Indexing: How Google finds and stores content
What does indexing mean?
Indexing is the step after crawling: search engines store found pages in their index, a huge database. Only indexed content can appear in search results.
How does the process work?
- Crawling: The bot follows links and finds new content.
- analysis: Content is read and evaluated in a structured way.
- indexation: Relevant content is added to the search database.
Typical indexing issues
- Faulty Robots.txt is blocking pages
- Absence of XML sitemaps
- Duplicate content (multiple versions of the same page)

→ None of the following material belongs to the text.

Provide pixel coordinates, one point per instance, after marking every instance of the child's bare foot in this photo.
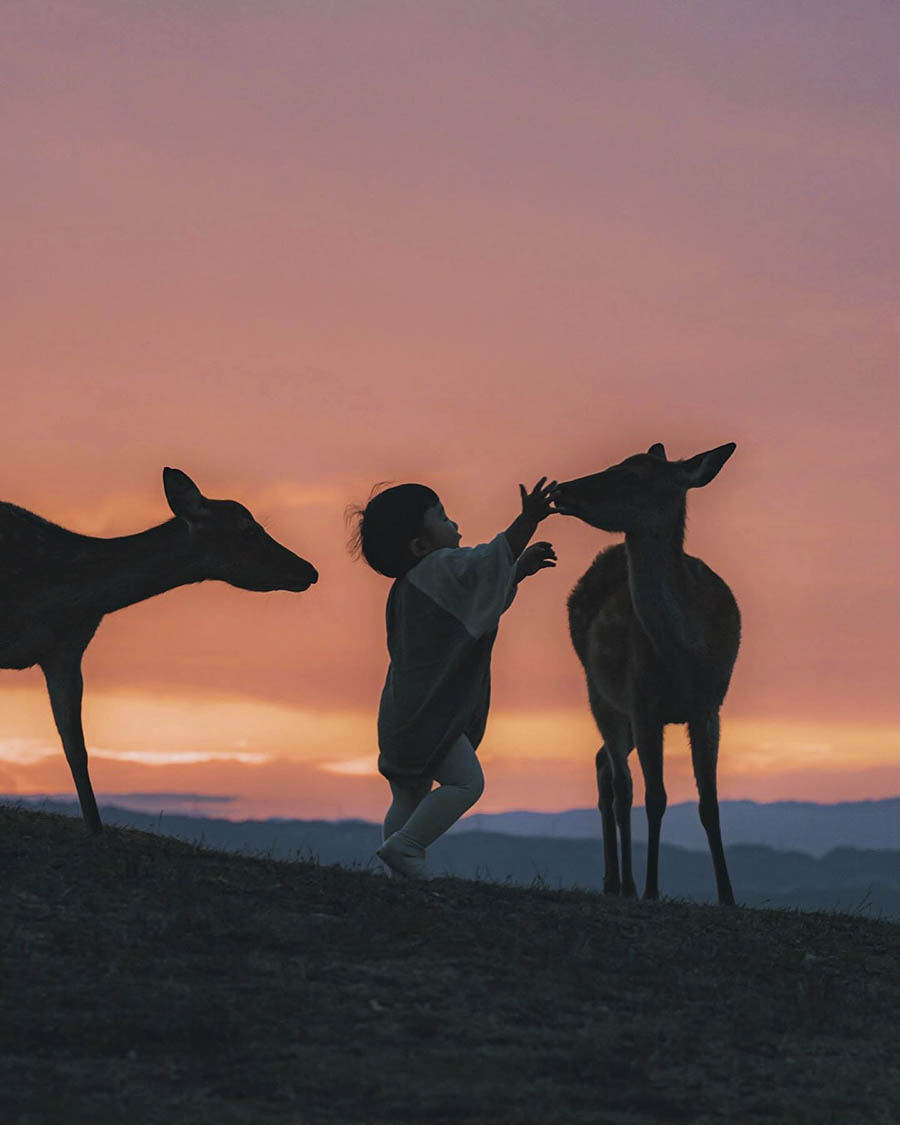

- Technical errors (404, 500)
How to ensure clean indexing
- Provide current XML sitemaps
- Configure Robots.txt correctly
- Set canonical tags
- Check regularly with Google Search Console
Indexing — step-by-step guide
How to make sure your pages are indexed
- Check indexing status
→ In the Google Search Console See if the page is in the index. - Submit an XML sitemap
→ Make sure that your sitemap is stored and up to date. - Manually submit a URL
→ Use the URL inspector in the Search Console for important pages. - fix errors
→ Check Robots.txt, canonicals, and status codes. Correct 404 or 500 errors.
TL; DR
Indexing means that search engines add content to their database. Only indexed pages can rank — clean technology is a prerequisite.